I want to expound on the fact that my triglycerides ( the amount of fat in my blood) have decreased over the past six years in spite of all of the butter, coconut oil, olive oil, and  mac nut oil  I’ve been eating almost daily for about a year now.  Triglycerides are the best predictor of nascent heart disease:  higher triglyceride levels increase chances of that excess fat hardening in and clogging up your arteries.

So I’ve been eating more fat, and less fat is showing up in my blood.  Why would that be? Let’s take some general “before” and “after” pictures of my diet and lifestyle:

  • When I was 21, I ate Larabars, Stonyfield farm yogurt, Natural Ovens bagels, dark chocolate, peanut butter, walnuts,  tofu, fake soy meat,  fruit, wheat pasta, POM juice, broccoli, and carrots. My triglycerides were 65 mg/dL.
  • When I was 25, I started to decrease my sugar intake when I figured out I had Candida. I didn’t give up sugar or grains entirely (I still ate oatmeal, apples, cheerios, dark chocolate, etc) but I definitely started to transition into a low carb and high fat diet. My triglycerides were 54 mg/dL.
  • I am 26, and I eat  3-5 daily servings of vegetables along with 2-4 eggs, nuts, and the fats mentioned above. I will have the occasional starchy acorn squash or sweet potato about twice a month. My triglycerides are 45 mg/dL.
  • It should also be noted that when I was 21 I did more exercise than I do now. (And, to add to the irony further, my current weight is 10 pounds less than my weight then).

So then what’s the difference? I have switched from grain-based carbs to vegetable-based carbs, removed the sugar, and replaced carbs/sugar with fat for my energy source.
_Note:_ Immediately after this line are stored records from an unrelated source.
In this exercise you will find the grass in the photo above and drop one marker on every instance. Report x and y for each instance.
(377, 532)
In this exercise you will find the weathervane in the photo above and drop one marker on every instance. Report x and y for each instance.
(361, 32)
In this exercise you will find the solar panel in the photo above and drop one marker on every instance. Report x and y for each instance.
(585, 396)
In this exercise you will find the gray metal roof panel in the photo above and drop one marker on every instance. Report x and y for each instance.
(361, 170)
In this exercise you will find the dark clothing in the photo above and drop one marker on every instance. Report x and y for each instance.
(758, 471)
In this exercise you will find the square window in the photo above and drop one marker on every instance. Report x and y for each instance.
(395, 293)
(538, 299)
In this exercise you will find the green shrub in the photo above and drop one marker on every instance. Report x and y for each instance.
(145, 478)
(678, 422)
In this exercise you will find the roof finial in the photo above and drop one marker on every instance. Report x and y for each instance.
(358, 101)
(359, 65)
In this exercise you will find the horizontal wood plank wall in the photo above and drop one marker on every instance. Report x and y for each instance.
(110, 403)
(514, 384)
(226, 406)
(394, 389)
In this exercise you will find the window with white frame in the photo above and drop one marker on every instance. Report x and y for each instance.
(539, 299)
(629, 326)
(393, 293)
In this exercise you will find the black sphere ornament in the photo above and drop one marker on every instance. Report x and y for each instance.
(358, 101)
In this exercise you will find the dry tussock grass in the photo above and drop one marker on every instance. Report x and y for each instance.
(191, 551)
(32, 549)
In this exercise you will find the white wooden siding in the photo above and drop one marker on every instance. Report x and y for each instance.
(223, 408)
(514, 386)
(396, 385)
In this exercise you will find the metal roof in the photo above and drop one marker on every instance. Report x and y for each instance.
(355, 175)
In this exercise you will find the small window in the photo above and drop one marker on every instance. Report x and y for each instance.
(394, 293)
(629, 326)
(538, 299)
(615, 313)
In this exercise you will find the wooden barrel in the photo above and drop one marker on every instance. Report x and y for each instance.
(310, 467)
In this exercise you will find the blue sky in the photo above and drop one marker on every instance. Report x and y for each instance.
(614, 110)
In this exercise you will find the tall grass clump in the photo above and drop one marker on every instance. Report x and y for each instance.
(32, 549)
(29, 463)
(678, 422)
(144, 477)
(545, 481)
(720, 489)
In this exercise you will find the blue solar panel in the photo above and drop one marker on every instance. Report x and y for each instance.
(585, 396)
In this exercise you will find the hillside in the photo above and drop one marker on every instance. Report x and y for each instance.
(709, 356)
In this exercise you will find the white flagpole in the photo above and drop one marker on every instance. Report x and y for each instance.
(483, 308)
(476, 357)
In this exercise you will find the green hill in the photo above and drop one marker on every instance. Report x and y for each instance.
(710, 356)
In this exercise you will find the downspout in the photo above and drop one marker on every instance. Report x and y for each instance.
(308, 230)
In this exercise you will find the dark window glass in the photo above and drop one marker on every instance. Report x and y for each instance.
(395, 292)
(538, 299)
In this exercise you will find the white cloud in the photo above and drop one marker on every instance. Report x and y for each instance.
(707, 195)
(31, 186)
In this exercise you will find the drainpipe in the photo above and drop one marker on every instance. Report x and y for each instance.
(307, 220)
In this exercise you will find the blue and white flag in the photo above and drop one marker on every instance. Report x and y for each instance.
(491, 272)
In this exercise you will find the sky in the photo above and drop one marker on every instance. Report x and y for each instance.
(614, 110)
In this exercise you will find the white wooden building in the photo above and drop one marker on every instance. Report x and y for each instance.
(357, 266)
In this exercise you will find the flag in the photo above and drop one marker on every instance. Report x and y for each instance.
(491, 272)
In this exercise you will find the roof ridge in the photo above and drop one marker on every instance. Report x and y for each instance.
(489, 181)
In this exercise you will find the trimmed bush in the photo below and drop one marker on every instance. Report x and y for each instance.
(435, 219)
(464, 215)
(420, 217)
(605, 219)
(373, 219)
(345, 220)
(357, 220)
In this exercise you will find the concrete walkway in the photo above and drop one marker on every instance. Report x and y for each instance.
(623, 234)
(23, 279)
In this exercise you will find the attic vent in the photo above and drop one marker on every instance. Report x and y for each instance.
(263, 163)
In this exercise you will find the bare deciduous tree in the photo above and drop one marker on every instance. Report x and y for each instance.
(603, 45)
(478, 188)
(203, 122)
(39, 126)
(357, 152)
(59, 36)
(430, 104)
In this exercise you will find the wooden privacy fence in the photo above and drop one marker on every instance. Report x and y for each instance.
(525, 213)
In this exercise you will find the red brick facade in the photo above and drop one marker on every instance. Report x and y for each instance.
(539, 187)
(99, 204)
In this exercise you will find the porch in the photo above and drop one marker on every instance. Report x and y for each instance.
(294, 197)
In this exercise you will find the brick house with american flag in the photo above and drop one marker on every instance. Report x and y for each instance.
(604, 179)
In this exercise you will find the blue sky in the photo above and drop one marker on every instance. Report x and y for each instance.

My experience is not an isolated incident. There are several other studies manipulating the same variables that yield similar results:

  • In a low carb/high-fat vs. low fat/high carb study, the low carb/high fat group had a significant reduction in triglycerides, blood pressure, and VLDL (the worst of the bad cholesterol) after six months.
  • This study links carbohydrate restriction with reduced body weight, LDL cholesterol, and triglyceride levels.
  • A meta-study recently published in the American Journal of Clinical Nutrition summarized data from 21 cardiovascular disease studies entailing 350,000 people over a span of 14 years and the results are in: saturated fat does not cause heart disease.
  • Given all the mainstream emphasis on low-fat diets, I was surprised to read that even the American Heart Association says that a diet composed of 60% or more of carbohydrates is at a higher risk of developing unhealthy triglyceride levels.

Wow. My understanding of excessive sugar consumption is expanding: it isn’t just about managing a predominately female issue like Candida (although men can are not exempt); it’s about preventing cumulative and fatal illnesses like heart disease.

The key question is why does excessive carbohydrate consumption increase triglyceride and blood pressure levels? And why doesn’t saturated fat consumption increase triglyceride levels?

It certainly makes sense to think that eating foods with saturated fat and cholesterol would contribute to heart disease: the plaque that hardens in the arteries is composed of fat and cholesterol.

However, the development of heart disease is a consequence of interdependent factors: chronically increased insulin levels feed into inflammatory and oxidation responses which create a breeding ground for raised triglycerides, blood pressure, weight, etc.